二人ともあからさまに嫌そうな表情をしたがクラリスの視線を受けてしゅんとしてしまった。

「それよりも学園長。雑談をするために彼女らを呼んだんじゃないでしょ?」

タメ息ひとつ、クラリスは先に進まない話に見限りをつけて本来の目的に話を方向転換させることにした。

「ああ、そうだったそうだった。お前さん達に渡すものがあるんだ・・・ほれ」

机の引き出しから封筒を出すと光に手渡そうとして・・・ミルフェスに渡した。

「ちっこいのはしゃべれないんだよな。じゃあこいつは渡してもしょうがない」
「これは?」
「あけてみ」

ガサガサとミルフェスが封筒から用紙を引き抜いて、中身を確認する。横から光もそれを覗き込んでみて苦笑した。

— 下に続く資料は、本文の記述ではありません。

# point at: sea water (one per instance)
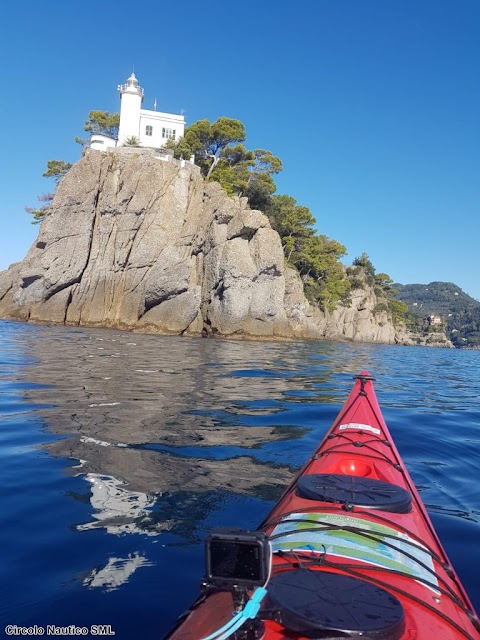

「今年は無事にココまでたどり着けたからな。ご褒美だ」
「これがご褒美なんですか・・・」

封筒の中身は、それは『新入生代表挨拶』の原稿である。

「おう、当日いきなり言われてテンパる姿を見るのも面白いんだがな。ここまでたどり着けたら入学式の時に無茶振りされなくて済むようになってんだ」
「はあ」
「挨拶は一名だから二人で適当に話しつけてどっちが挨拶をするか決めておけ、ただ壇上には三人ともあがること。読み込んで暗記するのが理想だが無理そうなら持っていっても構わないぞ」
「わかりました」
「言いにくい箇所とかあったら適当に変えても構わないが、来賓もいるからなるべく粗相の無い程度の変化にしておくれ。オレからは以上だ」
『はい!』

ミルフェスとラザロが元気に返事をし、光も頷く。

「お前ら二人はクラリスと出て行って構わんぞ。ちっこいのはオレと少しおしゃべり・・・っても筆談だから少しじゃすまないか」
「?」
「こうみえて学園長だからな、しゃべれない奴が入学するなんて初めてだ。一応細かいところとか不足がありそうな場所をあらかじめ聞いておきたい」
「学園長・・・」

ほろり、と涙をハンカチで拭うフリをしながらクラリスは満面の笑みを浮かべた。

「ああ、普段からいい加減なのに・・・そういう気の利き方が出来るようにいつの間にかなっていらっしゃったなんて」
「・・・お前は普段オレをどう見ているんだ」
「聞きたいですか?」

満開の笑顔を向けられてクラウドは苦虫をかんだような表情になる。

「・・・いいからとっとと戻れ、生徒のことを思うなら挨拶文に目を通す時間もくれてやるべきだろう?」
「それもそうですね、それじゃあ戻ることにします。二人とも行きますよ」
「はい。それでは失礼します、光さんまたあとでね」
「失礼しまーす」

光は軽く頷いて二人を見送った。